As shown in Figure 10, an AND is simulated in the IBM 7HP SiGe technology. The running current is 0.6 mA and the gate

delay is 55 ps. The simulation condition is 25 °C and the voltage swing is 250 mV. One chip that contains four BCII ring oscillators has been shipped out for fabrication. These four ring oscillators have different power consumption, which can be used as a trade-off reference in future work. The layout of this chip in fabrication is shown in Figure 11.



Figure 11 BCII IBM 7HP layout

## 5. CONCLUSION AND FUTURE WORK

The BCII design is focused on low power consumption while keeping the best performance. One BCII chip with different power-delay trade-offs has been shipped out for fabrication. Further research result of the chip will be updated. Future works includes chip testing and a redesign for the faster IBM 8HP process.

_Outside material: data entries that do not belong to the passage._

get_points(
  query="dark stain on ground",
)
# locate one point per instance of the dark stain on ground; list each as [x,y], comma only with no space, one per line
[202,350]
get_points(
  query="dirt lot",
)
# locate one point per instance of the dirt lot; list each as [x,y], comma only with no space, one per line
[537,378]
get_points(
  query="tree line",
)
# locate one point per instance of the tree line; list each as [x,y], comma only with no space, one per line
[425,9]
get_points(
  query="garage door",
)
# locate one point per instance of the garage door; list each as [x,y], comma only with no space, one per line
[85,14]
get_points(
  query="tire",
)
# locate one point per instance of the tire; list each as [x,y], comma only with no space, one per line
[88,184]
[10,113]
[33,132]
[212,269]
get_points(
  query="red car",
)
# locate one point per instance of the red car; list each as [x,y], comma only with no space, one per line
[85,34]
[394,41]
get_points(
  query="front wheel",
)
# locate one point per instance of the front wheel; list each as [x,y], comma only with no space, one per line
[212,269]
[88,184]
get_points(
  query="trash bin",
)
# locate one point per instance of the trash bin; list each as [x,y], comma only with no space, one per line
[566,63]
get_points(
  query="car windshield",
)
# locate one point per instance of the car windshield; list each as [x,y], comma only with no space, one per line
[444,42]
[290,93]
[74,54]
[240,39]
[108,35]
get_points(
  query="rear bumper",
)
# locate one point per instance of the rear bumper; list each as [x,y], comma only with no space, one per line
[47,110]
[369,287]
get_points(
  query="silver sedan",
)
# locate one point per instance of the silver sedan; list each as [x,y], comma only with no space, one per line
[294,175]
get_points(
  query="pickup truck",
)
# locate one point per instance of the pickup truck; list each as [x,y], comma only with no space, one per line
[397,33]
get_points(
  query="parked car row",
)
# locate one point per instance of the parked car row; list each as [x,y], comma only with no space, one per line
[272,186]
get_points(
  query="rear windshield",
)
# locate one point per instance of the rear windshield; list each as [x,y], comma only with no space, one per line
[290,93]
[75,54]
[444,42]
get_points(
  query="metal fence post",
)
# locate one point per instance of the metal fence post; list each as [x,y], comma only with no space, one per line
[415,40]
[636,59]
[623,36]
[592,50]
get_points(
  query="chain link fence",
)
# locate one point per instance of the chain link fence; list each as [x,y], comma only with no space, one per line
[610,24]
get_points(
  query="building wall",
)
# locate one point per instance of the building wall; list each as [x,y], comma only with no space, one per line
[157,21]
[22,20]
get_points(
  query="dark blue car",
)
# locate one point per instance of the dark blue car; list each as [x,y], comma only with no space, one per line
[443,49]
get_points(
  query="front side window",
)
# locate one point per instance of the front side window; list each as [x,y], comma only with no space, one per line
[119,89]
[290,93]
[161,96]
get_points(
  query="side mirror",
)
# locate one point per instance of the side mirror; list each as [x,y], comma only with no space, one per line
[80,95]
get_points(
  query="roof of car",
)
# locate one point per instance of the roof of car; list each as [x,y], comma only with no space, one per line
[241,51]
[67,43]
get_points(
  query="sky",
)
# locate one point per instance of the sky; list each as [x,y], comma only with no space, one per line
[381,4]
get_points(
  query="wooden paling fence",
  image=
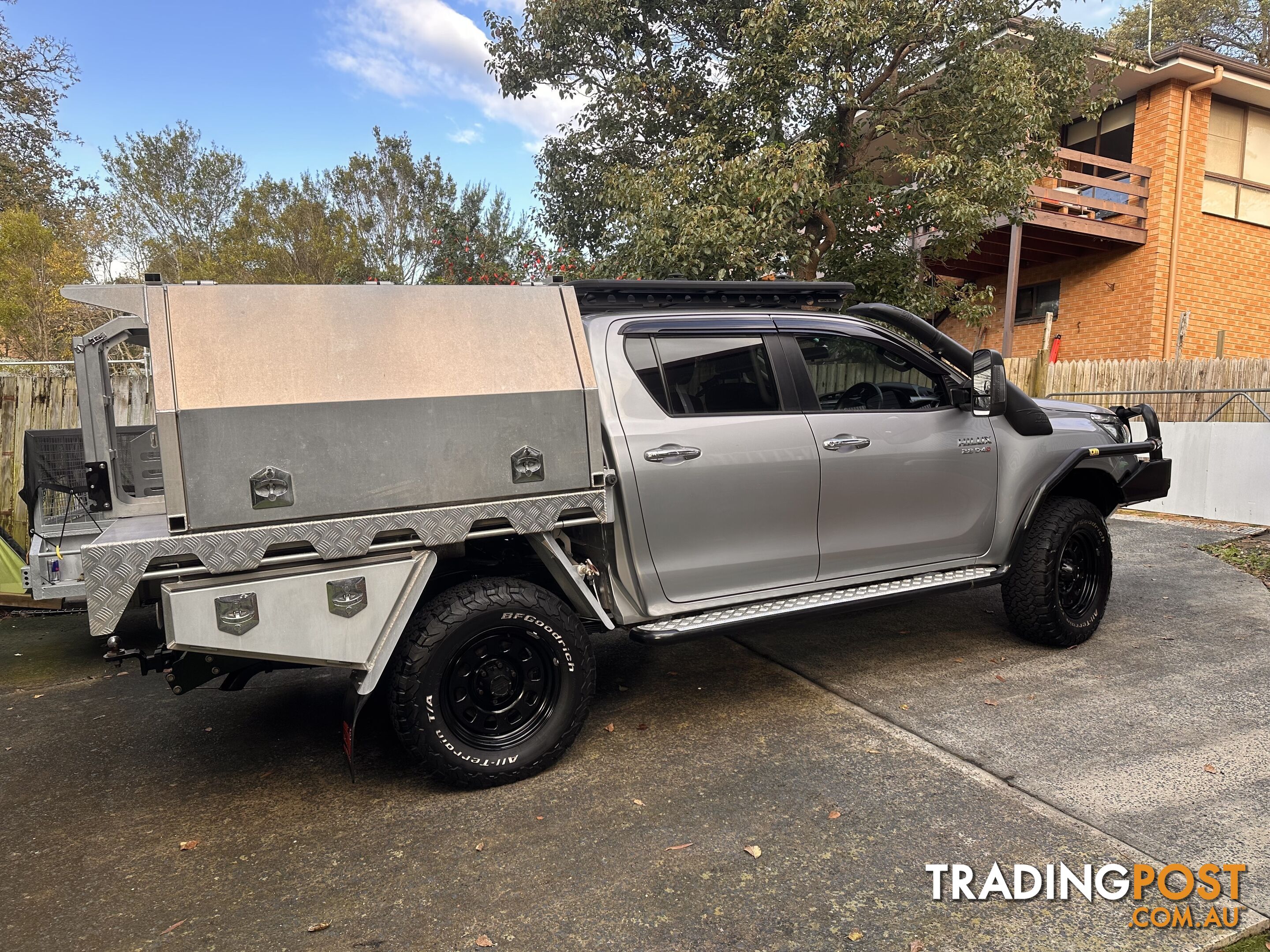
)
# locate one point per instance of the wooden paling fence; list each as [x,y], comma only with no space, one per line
[1180,391]
[48,402]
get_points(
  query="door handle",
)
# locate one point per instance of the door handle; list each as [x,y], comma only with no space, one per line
[671,452]
[845,441]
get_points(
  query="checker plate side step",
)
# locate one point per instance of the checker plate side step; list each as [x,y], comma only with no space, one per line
[683,628]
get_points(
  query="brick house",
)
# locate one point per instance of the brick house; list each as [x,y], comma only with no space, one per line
[1102,245]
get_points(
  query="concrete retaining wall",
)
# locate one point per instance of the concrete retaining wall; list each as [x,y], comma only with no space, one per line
[1221,470]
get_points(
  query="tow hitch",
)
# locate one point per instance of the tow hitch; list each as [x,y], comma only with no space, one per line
[185,671]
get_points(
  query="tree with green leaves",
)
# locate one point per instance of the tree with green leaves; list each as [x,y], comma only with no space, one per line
[175,200]
[483,243]
[397,206]
[34,82]
[839,139]
[35,263]
[1236,28]
[288,233]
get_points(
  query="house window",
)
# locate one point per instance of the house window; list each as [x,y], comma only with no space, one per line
[1034,301]
[1237,169]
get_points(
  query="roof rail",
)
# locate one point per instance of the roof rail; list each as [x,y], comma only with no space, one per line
[598,296]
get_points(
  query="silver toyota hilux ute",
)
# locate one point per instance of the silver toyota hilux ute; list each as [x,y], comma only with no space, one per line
[449,491]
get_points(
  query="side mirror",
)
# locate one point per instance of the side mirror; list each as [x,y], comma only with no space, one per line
[989,384]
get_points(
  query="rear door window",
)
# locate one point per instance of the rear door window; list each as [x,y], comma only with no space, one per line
[706,375]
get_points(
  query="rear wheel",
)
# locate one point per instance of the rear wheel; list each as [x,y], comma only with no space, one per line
[1057,591]
[494,682]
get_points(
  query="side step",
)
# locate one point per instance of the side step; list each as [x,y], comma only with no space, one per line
[687,626]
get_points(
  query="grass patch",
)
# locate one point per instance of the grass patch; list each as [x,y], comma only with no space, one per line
[1250,555]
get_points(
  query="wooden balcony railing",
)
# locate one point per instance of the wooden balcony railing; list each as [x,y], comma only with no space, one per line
[1117,197]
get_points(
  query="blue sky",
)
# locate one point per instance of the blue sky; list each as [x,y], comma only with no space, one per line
[296,86]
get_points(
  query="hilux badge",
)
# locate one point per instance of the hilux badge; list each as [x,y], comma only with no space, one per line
[271,488]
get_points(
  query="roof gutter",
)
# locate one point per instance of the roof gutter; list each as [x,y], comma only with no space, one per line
[1175,240]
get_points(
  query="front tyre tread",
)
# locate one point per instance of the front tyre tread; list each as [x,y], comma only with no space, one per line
[1031,592]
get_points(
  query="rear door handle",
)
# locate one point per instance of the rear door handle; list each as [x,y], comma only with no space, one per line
[845,441]
[671,454]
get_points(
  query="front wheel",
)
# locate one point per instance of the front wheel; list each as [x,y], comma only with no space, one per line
[494,682]
[1057,591]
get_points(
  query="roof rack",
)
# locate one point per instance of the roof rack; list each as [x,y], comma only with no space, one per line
[598,296]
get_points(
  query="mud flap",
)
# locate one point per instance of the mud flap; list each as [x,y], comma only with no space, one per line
[354,703]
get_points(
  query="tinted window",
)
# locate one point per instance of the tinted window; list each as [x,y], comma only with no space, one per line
[639,352]
[718,375]
[852,374]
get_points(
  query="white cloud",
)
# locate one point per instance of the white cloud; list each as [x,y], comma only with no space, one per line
[412,48]
[465,138]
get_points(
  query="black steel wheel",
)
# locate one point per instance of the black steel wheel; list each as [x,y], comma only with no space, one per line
[500,687]
[1080,578]
[492,682]
[1058,587]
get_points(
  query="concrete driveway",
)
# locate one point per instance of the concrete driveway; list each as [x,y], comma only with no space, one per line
[1090,756]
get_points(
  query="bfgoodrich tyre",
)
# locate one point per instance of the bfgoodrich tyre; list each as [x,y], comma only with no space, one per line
[1057,591]
[493,684]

Other improvements on BCII structure involve including an adder circuit into the BCII structure, thus reducing the number of cells needed in some application. This further improved structure is called BCIII. It has the same gate delay while having more functionality. Each BCIII is equivalent to three BCII gates when an adder circuit is required in an FPGA application.

### 6. **REFERENCES**

- [1] John F. McDonald and Bryan S. Goda, "Reconfigurable FPGA's in the 1-20GHz Bandwidth with HBT BiCMOS", Proceedings of the first NASA/ DoD Workshop on Evolvable Hardware, pp. 188-192.
- [2] Bryan S. Goda, John F. McDonald, Stephen R. Carlough, Thomas W. Krawczyk Jr. and Russell P. Kraft, "SiGe HBT BiCMOS FPGAs for fast reconfigurable computing," *IEE Proc.-Compu. Digi. Tech*, vol.147, no. 3 pp. 189-194.
- [3] "IBM SiGe Designer's manual", (IBM Inc. Burlington Vermont. 2001).
- [4] Harme, D., Crabbe, E., Cressler, J., Comfort, J., Sun, J., Stiffler, S., Kobeda, E., Burghartz, M., Gilbert, J., Malinowski, A., Dally, S.,Rathanphanyarat, M., Saccamango, W., Cotte, J., Chu, C., Stork, J.: "A High Performance Epitaxial SiGe-Base ECL BiCMOS Technology," *IEEE IEDMTech Digest*, 1992, PP. 2.1.1-2.1.4.